I tried this command:
s_client -connect urlHere:21 -cert 'certificate Name Here'
Where "urlHere" is the URL of the FTP server I connect to, and "certificate Name Here" is the name of my certificate (as defined in DCM). The command gives an error saying it can't find my certificate.
-----Original Message-----
From: Scott Klement [mailto:midrange-l@xxxxxxxxxxxxxxxx]
Sent: Friday, June 26, 2015 3:12 PM
To: Midrange Systems Technical Discussion
Subject: Re: Where to find certificate info
Justin,
You can download the certificate (or just connect to the FTPS server) using the openssl command-line tool and it'll dump all of the certificate information to the screen. It is handy for debugging this sort of thing.
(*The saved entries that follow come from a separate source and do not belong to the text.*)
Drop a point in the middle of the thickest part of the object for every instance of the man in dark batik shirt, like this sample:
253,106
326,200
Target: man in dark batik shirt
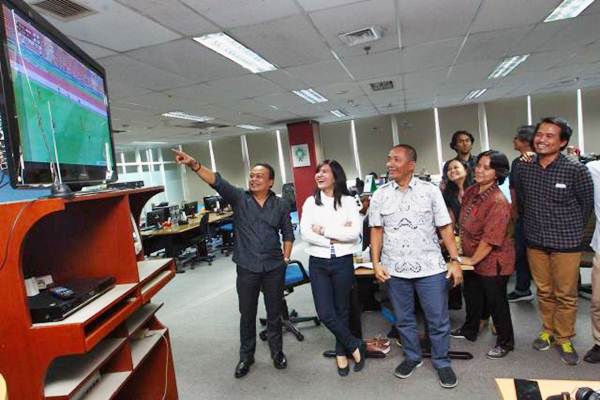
259,218
557,198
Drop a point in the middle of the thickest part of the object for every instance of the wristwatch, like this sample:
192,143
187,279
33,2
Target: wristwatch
198,166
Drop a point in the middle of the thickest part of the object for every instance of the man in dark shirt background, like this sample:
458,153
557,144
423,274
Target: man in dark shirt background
462,143
557,197
523,143
259,217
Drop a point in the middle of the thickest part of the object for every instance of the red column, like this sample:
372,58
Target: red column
305,132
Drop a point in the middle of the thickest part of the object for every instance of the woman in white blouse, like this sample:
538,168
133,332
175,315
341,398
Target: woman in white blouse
331,225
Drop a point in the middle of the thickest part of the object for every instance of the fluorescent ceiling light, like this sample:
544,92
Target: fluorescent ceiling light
235,51
189,117
250,127
568,9
339,113
473,94
507,66
310,95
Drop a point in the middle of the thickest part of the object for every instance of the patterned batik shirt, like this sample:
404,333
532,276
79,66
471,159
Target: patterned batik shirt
409,218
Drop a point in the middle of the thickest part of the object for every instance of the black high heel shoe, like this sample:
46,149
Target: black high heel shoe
362,349
343,371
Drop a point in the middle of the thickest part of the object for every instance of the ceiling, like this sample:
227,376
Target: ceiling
435,52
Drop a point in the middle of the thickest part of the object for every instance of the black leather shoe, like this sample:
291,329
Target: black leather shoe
279,361
243,367
362,349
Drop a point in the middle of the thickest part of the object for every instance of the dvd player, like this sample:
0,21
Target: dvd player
57,303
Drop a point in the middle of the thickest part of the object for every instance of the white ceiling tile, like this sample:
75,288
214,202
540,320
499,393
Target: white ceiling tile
188,59
347,18
429,55
128,29
234,13
491,45
431,20
374,65
286,42
132,73
495,15
319,73
174,15
94,51
312,5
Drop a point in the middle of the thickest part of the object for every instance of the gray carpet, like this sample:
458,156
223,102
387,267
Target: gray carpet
201,312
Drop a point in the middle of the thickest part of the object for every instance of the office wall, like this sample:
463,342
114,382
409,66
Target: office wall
418,130
196,188
228,156
374,139
336,140
591,119
262,147
457,118
504,117
556,105
285,148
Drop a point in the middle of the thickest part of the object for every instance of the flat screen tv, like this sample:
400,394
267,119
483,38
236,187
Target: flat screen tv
54,105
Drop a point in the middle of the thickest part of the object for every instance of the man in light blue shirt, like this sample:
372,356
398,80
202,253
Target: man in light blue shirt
593,356
405,215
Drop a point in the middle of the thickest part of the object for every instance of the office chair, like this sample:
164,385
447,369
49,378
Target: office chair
295,275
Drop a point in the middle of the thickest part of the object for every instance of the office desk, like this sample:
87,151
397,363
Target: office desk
176,238
548,387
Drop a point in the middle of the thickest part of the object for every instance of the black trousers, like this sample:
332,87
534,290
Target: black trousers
490,292
475,305
249,285
331,280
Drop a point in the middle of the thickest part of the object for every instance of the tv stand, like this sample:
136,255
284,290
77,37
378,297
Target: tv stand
112,348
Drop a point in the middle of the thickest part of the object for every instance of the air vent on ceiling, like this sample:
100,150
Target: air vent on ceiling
382,85
66,10
360,36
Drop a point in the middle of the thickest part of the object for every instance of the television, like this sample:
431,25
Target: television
54,109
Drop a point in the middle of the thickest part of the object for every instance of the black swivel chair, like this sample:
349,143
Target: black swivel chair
200,240
295,275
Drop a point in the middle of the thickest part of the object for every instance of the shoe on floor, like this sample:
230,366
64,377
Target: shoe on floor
543,341
406,368
497,352
447,377
515,297
279,361
593,355
460,334
567,352
243,367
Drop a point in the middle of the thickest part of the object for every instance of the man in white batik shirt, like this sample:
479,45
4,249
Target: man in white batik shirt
404,216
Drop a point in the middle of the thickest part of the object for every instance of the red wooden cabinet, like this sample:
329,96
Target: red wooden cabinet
114,347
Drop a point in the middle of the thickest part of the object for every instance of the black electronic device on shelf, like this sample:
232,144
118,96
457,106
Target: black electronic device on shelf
58,302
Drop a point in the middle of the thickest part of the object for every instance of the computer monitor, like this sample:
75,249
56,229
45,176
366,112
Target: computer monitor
190,209
214,203
155,217
54,109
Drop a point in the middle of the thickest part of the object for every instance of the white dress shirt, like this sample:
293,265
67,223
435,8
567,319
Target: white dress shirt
343,224
411,248
594,167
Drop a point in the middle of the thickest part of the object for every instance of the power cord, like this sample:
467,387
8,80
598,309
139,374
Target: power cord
166,366
12,229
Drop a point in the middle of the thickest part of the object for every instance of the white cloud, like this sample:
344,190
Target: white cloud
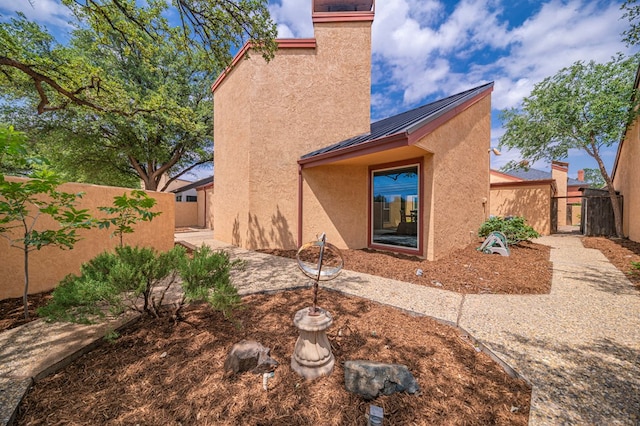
45,12
293,18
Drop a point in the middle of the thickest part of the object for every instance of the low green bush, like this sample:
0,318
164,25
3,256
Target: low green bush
514,228
138,278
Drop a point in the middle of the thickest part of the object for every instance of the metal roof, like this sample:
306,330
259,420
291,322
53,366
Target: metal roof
535,174
406,122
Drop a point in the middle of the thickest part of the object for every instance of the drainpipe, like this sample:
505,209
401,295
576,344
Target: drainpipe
299,205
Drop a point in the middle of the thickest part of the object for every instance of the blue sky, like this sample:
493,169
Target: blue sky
428,49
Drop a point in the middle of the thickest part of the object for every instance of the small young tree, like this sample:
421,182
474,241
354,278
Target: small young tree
128,211
22,204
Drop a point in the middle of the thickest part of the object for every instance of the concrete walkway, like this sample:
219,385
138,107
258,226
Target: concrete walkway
578,346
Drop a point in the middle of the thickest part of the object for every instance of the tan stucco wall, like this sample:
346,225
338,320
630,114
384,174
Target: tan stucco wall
186,214
205,208
533,202
267,115
50,264
627,181
456,180
335,202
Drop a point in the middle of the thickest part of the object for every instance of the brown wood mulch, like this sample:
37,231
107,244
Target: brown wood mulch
526,271
158,373
161,373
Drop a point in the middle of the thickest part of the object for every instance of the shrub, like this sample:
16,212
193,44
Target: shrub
207,277
514,228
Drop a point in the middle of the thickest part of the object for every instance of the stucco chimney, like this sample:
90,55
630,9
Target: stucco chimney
559,172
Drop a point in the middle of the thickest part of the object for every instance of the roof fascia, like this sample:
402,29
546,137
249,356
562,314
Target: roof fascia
383,144
429,124
409,137
283,43
500,185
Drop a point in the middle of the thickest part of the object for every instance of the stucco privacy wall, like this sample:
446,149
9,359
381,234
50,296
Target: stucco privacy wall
186,214
50,264
627,180
456,179
531,200
205,207
335,201
267,115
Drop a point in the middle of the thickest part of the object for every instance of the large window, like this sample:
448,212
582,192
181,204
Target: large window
395,206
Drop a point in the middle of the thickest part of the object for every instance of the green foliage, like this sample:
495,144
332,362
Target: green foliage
138,278
23,203
514,228
128,211
207,276
586,106
632,13
33,64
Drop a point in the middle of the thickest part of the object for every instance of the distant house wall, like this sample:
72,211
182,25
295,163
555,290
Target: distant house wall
186,214
50,264
626,179
267,115
529,199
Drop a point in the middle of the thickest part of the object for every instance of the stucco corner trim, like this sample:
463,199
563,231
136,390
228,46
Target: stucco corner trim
284,43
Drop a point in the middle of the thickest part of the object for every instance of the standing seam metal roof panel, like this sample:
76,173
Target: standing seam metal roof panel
405,122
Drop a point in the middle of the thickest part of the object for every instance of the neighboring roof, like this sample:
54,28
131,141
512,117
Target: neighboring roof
195,184
535,174
405,123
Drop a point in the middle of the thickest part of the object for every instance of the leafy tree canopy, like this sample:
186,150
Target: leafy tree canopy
141,103
32,62
586,106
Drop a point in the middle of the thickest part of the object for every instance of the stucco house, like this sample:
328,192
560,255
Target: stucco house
531,193
626,176
297,154
194,204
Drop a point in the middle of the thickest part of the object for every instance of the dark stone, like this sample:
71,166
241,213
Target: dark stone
249,355
371,379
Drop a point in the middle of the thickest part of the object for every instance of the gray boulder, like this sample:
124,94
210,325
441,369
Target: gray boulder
249,355
371,379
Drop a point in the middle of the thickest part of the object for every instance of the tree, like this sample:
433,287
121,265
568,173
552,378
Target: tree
172,136
586,106
127,211
22,204
631,36
32,62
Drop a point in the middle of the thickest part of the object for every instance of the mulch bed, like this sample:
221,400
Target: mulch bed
159,373
526,271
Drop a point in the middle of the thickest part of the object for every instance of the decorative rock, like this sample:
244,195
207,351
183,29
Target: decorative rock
249,355
371,379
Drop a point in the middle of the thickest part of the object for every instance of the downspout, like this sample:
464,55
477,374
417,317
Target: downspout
299,205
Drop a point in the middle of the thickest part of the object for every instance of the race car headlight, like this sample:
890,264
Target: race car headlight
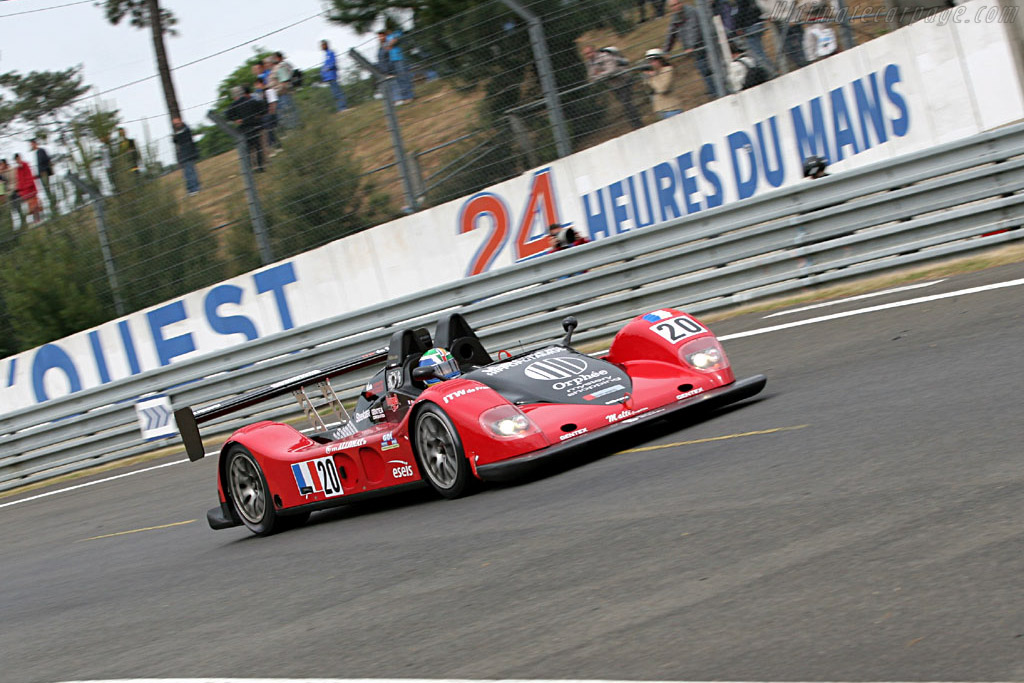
704,354
508,422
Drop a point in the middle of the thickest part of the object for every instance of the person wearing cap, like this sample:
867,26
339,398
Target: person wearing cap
608,65
658,78
44,170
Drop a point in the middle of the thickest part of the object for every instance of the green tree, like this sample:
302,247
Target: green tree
39,100
485,44
73,295
312,194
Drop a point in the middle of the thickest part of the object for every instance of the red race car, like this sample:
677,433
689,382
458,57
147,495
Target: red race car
443,412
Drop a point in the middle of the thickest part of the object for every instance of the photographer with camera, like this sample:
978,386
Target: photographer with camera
657,76
563,237
609,66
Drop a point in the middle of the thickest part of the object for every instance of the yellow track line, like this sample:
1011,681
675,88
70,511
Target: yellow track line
136,530
715,438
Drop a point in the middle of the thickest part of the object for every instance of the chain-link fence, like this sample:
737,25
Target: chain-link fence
430,115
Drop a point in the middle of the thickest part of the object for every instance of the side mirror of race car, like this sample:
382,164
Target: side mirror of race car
569,325
424,373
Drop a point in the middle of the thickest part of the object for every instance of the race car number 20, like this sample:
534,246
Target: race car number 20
317,476
677,329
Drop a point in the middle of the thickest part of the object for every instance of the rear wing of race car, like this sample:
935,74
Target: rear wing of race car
188,420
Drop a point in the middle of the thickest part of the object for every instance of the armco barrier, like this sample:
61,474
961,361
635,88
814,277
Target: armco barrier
961,197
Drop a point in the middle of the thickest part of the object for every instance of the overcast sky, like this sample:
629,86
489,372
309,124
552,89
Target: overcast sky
33,38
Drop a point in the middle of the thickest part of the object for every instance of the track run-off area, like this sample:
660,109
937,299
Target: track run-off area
860,520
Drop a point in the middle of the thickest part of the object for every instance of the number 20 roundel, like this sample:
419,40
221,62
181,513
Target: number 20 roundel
482,206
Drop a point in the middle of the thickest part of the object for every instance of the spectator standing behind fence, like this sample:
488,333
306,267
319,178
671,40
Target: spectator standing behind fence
247,113
658,77
281,81
403,79
187,155
9,176
564,237
608,65
819,40
269,119
128,152
329,75
743,72
684,26
27,190
751,28
784,16
44,170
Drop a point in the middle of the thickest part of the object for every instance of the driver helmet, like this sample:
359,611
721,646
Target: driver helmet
446,366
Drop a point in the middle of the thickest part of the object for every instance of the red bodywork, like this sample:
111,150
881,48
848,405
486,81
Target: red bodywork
382,457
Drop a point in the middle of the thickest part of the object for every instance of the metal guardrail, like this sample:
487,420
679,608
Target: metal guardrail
956,198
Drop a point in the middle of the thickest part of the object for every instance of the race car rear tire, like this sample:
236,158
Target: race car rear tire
439,454
250,496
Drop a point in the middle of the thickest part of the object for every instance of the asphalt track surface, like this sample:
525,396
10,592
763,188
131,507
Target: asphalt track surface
869,529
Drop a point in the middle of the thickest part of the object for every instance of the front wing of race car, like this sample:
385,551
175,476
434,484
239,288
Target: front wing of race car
700,403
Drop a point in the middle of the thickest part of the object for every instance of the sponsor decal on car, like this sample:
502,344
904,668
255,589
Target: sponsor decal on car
317,476
573,434
400,469
625,415
501,368
677,329
691,392
345,445
462,392
346,429
603,392
555,369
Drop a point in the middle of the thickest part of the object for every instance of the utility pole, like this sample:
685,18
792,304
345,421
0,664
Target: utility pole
156,23
411,181
255,209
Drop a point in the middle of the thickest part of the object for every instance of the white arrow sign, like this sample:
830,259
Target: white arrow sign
156,419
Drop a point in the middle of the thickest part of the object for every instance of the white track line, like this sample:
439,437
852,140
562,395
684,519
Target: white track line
854,298
358,680
871,309
738,335
91,483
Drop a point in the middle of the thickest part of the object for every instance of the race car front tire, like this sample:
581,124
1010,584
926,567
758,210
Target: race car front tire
250,495
439,453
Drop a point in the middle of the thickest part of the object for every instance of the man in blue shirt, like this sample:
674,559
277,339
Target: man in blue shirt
402,77
329,75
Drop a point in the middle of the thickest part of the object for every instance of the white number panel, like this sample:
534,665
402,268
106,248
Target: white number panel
317,476
676,330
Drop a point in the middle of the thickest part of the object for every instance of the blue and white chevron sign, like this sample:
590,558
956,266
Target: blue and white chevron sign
156,419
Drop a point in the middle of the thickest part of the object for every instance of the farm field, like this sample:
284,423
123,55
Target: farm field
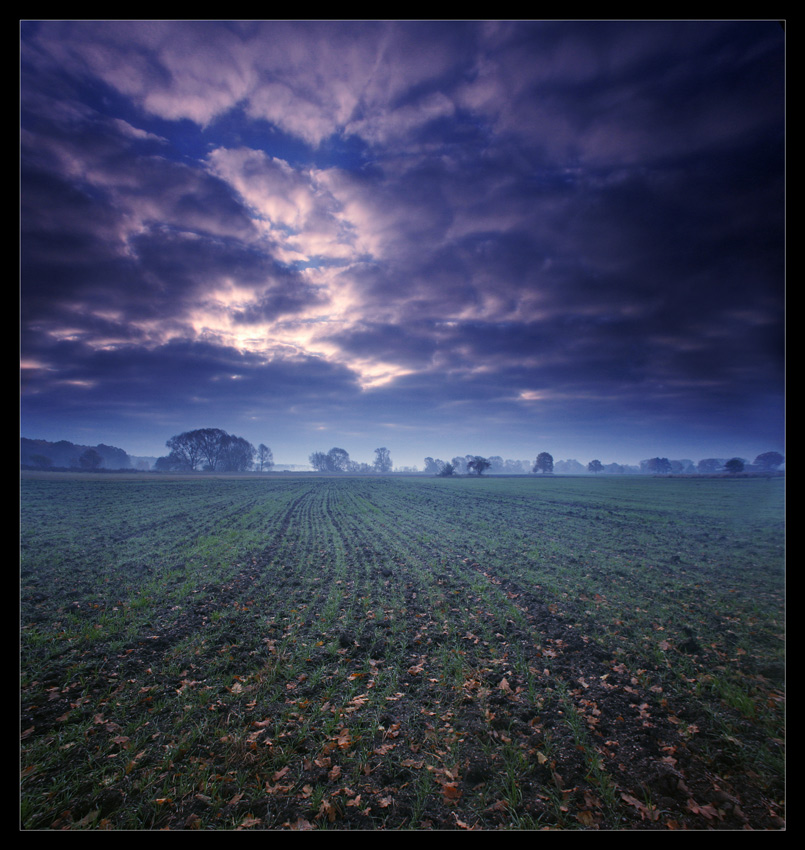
310,652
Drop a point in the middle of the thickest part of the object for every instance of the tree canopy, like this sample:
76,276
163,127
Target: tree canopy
543,463
208,448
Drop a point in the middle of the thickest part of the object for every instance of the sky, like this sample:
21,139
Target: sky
439,237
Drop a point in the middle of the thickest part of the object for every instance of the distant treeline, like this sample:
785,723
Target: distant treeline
211,449
42,454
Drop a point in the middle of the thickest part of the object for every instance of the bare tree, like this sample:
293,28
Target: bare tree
543,463
265,457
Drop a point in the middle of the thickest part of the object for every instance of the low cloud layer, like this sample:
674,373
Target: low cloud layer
358,228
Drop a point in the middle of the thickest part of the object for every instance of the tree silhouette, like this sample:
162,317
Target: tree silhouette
543,463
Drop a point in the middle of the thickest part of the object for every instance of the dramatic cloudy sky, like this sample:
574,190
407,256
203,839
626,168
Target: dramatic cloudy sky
440,237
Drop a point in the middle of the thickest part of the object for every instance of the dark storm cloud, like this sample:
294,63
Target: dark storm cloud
567,220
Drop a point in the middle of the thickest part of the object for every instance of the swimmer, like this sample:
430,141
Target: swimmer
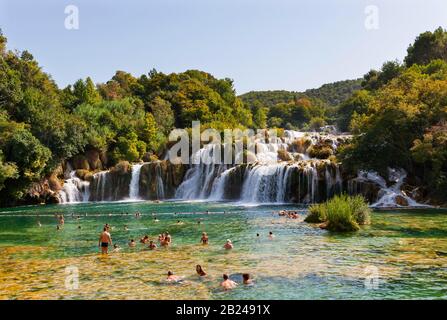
173,278
228,245
228,284
204,238
246,278
200,271
152,245
144,239
104,241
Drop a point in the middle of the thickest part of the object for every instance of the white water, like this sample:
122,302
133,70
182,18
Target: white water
74,190
388,195
134,185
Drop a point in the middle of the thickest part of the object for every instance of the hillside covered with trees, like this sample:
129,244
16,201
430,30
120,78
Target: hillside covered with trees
398,115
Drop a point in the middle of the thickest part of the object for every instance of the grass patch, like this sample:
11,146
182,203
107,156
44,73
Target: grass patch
340,214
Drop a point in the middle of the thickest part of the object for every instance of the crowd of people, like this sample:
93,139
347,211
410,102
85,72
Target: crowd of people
164,240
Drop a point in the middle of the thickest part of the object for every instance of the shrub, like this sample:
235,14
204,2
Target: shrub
341,213
317,214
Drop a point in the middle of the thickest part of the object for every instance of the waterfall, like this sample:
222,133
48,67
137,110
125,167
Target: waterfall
199,179
266,183
159,180
101,183
134,186
74,190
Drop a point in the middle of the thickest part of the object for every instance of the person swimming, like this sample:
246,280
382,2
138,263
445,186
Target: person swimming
200,270
152,245
228,245
172,277
104,241
144,239
167,239
204,238
228,284
246,278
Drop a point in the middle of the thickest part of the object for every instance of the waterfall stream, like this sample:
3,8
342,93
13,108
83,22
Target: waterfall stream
265,177
134,186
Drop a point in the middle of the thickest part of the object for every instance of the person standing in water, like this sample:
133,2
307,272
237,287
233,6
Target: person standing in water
204,238
228,284
200,271
104,241
228,245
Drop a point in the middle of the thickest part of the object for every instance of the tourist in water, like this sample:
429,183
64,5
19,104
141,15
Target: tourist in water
246,278
228,284
104,241
200,270
204,238
167,239
144,239
152,245
173,278
228,245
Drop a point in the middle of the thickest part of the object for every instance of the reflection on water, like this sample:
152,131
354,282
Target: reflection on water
302,262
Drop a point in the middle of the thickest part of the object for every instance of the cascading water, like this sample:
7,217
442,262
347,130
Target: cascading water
74,190
134,186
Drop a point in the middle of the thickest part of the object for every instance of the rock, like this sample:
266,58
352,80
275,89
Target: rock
400,200
283,155
93,158
80,162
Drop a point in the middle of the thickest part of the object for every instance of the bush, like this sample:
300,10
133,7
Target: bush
341,213
317,214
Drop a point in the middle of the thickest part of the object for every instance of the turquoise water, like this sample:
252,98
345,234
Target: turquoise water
407,248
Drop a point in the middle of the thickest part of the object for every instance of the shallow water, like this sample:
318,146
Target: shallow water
408,248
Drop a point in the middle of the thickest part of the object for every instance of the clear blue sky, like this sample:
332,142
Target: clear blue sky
261,44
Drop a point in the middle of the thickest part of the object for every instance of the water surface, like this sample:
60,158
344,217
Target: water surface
407,248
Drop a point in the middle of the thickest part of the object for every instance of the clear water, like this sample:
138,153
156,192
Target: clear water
409,248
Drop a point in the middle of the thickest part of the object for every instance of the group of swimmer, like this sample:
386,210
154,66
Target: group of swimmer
227,283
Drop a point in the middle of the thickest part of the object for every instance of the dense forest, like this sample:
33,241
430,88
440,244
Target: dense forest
307,110
398,114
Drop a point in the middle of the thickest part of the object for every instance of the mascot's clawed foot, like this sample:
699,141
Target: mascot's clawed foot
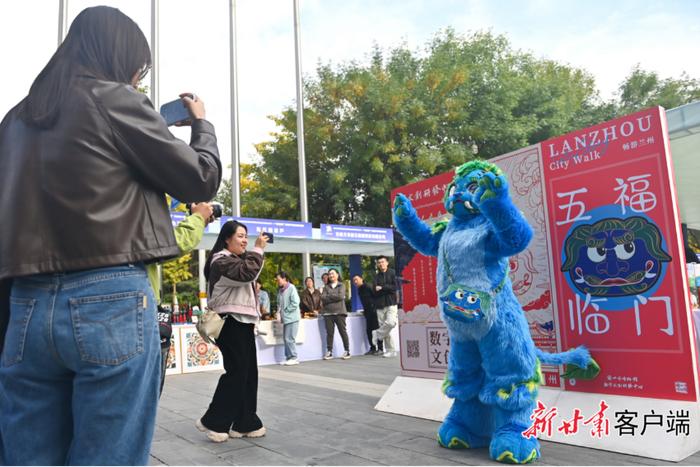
464,426
511,447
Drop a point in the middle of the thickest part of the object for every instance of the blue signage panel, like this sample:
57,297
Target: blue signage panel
279,228
356,233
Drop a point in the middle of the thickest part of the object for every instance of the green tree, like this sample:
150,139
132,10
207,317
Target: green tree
643,89
404,117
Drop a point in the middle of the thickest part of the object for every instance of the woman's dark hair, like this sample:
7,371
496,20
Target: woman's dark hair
340,279
102,42
227,230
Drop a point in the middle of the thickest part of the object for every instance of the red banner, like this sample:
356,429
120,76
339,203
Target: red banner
618,266
605,267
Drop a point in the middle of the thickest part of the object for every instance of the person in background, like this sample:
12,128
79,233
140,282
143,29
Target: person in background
324,279
188,234
385,301
231,272
288,312
85,162
263,300
334,313
367,299
310,299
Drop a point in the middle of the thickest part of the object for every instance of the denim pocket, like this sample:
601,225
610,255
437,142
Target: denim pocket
108,328
20,314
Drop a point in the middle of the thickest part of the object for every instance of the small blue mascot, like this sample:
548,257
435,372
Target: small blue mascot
493,372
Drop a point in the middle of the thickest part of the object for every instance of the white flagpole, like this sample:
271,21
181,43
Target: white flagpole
305,257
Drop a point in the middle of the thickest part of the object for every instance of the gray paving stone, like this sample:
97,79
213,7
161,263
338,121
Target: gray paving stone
340,458
255,455
311,424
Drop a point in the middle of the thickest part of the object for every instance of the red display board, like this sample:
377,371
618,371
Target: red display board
605,267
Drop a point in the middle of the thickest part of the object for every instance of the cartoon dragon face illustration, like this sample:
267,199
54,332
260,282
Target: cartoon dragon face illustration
615,257
461,197
464,305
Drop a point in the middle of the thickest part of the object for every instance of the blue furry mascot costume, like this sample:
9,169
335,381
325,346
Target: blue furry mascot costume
493,373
If you have OpenSSL installed in PASE, then you should have the command-line tool available there.
There's a Windows command-line version of openssl that you can grab from here if you don't want to fool with PASE:
http://www.scottklement.com/tools/openssl.exe
That Windows one is a very old version I threw on there a long time ago
(2007) so it may not be the best choice.
-SK
On 6/26/2015 3:05 PM, Justin Taylor wrote:
I've been asked what version of TLS and cipher a certain FTPS certificate uses. I found the particular certificate in DCM, but it doesn't show that info. I tried exporting the certificate to a stream file, but Windows doesn't recognize the certificate.
Any idea how I can find out these two pieces of info?